Die Industrialisierung und die daraus resultierenden massenhaften Produktionsmöglichkeiten - auch von literarischen Werken - ließen den handwerklichen und künstlerischen Aspekt der Buchproduktion randständig werden. Strömungen wie der Jugendstil und die Arts-and-Craft-Bewegung, die sich in dieser Zeit herausbildeten, setzten auf die Rückbesinnung auf das Kunsthandwerk mit seiner Authentizität und Vollkommenheit. Das Buchgewerbe zu jener Zeit brachte keine ästhetisch und materiell hochwertigen Bücher für das breite Publikum hervor. Zwar stieg der Absatz, jedoch bei enormen Qualitätsverlusts. Die billigere, industrielle Fertigung ermöglichte der breiten Bevölkerung, Literatur zu erschwinglichen Preisen zu erstehen, vergaß dabei aber, das Medium Buch nicht nur als Träger von Information sondern als künstlerisch wertvolles Kulturgut zu bewahren.9

Mit der Herausgabe der Insel erhoffte man sich, „etwas für die Entwicklung unserer Litteratur- (sic) und Kunst-Verhältnisse Ersprießliches“10 zu schaffen, vor allem den Autoren der neuen Strömungen ein Podium zu bieten, ihre Werke in die Öffentlichkeit zu tragen. Die Insel war gespickt mit den „Vertreter[n] der Avantgarde“11 jener Zeit: von Hofmannsthal, Falke, Scheerbart, Brentano, Walser, Rilke, Beardsley, Blei, van de Velde usw. Auch die Herausgeber der Monatsschrift trugen ihre Schriftstücke bei. Die Illustratoren zählten ebenso zu den richtungsweisenden Pionieren ihres Handwerks: u.a. Marcus Behmer, Peter Behrens, Walter Tiemann, Emil Rudolf Weiß.

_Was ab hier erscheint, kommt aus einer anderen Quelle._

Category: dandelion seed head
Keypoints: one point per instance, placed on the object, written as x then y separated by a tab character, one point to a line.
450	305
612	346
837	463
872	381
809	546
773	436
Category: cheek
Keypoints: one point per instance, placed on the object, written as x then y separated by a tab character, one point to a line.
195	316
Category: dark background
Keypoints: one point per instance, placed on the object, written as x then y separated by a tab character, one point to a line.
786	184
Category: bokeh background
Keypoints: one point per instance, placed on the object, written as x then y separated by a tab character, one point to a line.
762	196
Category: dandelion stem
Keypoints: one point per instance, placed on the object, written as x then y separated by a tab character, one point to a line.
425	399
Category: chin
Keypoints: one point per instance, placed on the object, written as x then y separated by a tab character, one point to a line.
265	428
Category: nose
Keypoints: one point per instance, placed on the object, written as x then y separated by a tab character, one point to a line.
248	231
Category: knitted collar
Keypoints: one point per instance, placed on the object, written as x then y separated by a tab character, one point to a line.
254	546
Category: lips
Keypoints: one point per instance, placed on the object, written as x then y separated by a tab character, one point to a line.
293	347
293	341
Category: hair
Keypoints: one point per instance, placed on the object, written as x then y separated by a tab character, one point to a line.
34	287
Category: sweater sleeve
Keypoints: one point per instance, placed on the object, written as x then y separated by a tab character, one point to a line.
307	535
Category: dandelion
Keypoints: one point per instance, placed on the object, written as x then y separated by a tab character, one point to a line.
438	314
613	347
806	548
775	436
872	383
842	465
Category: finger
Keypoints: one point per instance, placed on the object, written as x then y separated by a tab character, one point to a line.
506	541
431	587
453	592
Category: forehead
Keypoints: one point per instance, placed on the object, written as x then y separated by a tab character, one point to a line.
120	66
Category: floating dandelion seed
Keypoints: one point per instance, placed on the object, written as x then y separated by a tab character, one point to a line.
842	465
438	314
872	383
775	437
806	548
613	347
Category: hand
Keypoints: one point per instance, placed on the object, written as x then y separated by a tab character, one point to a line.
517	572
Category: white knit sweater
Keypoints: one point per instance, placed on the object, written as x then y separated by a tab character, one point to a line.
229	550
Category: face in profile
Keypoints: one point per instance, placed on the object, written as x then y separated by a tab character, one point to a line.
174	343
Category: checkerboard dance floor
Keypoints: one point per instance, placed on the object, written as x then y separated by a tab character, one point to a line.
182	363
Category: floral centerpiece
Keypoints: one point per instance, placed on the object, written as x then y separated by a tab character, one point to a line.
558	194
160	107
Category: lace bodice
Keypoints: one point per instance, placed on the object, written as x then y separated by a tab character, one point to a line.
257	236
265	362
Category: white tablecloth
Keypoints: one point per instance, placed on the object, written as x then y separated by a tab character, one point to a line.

Im Insel Verlag erschienen gleichzeitig Publikationen wie Gugeline von Bierbaum oder Dir von Vogeler sowie An den Frühling, eine Mappe mit Radierungen, ebenfalls von Vogeler. 1900 veröffentlichte der Verlag bereits 16 Bücher, in den ersten 24 Monaten insgesamt 27.12 1901 fasste die Verlagsleitung den Entschluss, sich von Schuster & Loeffler zu lösen und in eine eigenständige GmbH überzugehen13, was sodann im Herbst 1902 Umsetzung fand. Rudolf von Poellnitz wurde neuer Geschäftsführer. Bierbaum, Heymel und Schröder fehlte die Erfahrung in der Erfolg bringenden Führung eines Verlages, sodass sie diese Aufgabe Poellnitz übertrugen. Er hatte vorher mit Eugen Diederichs in dessen Verlag und seinem eigenen Sortiment zusammengearbeitet.14 Das Insel-Buch war die erste Veröffentlichung des nun selbstständigen Verlags, eine Zusammenstellung verschiedener Beiträge aus der Insel.15 Im anfänglichen Programm des Verlags finden sich ebenjene Autoren wieder, die schon zur Monatsschrift beigetragen hatten: unter anderem Franz Blei, Paul Ernst, Hugo von Hofmannsthal, Rainer Maria Rilke, außerdem Aubrey Beardsley, Oscar Wilde, Ernst Hardt sowie Rudolf und Ricarda Huch. Und auch wieder Heymel, Schröder und Bierbaum.16 Unter Poellnitz wurden im Verlag in den ersten beiden Jahren 70 Bücher verlegt, damit konnte man Schritt halten mit den beiden älteren Verlagen S. Fischer und Eugen Diederichs, die ebenfalls in diesem Zeitraum um die 70 Bücher herausbrachten.17 Poellnitz entsprach in seinen Grundvorstellungen denen des jungen Verlags: er legte besonderes Augenmerk auf die Buchgestaltung, also Einband, Doppeltitel, Illustrationen.18 Die Titel wurden - um den Schranken der Typografie zu umgehen - entweder gezeichnet oder geschrieben.19

Im Februar 1905 starb Poellnitz nach schwerer Krankheit, sein Nachfolger wurde Carl Ernst Poeschel, der gleich zu Beginn seiner Arbeit Anton Kippenberg als verlagskundigen „Gutachter“ an seine Seite stellte.20 Da Poellnitz den Verlag zuletzt in arge finanzielle Nöte gebracht hatte21, war es nun an den beiden neuen Verlagsleitern, das Unternehmen wieder auf Kurs zu bringen. Die Anfänge gestalteten sich allerdings konfliktreich, da sich Poeschel und Kippenberg in den Verantwortlichkeiten überschnitten und schon bald aneinander gerieten.22 Poeschel trat Anfang September 1906 aus dem Verlag aus und wandte sich dem Unternehmen seines Vaters zu, dessen Position er bald übernehmen sollte.23 Ab jetzt leitete Anton Kippenberg den Verlag im Alleingang. Seine Frau Katharina stand ihm unterstützend zur Seite.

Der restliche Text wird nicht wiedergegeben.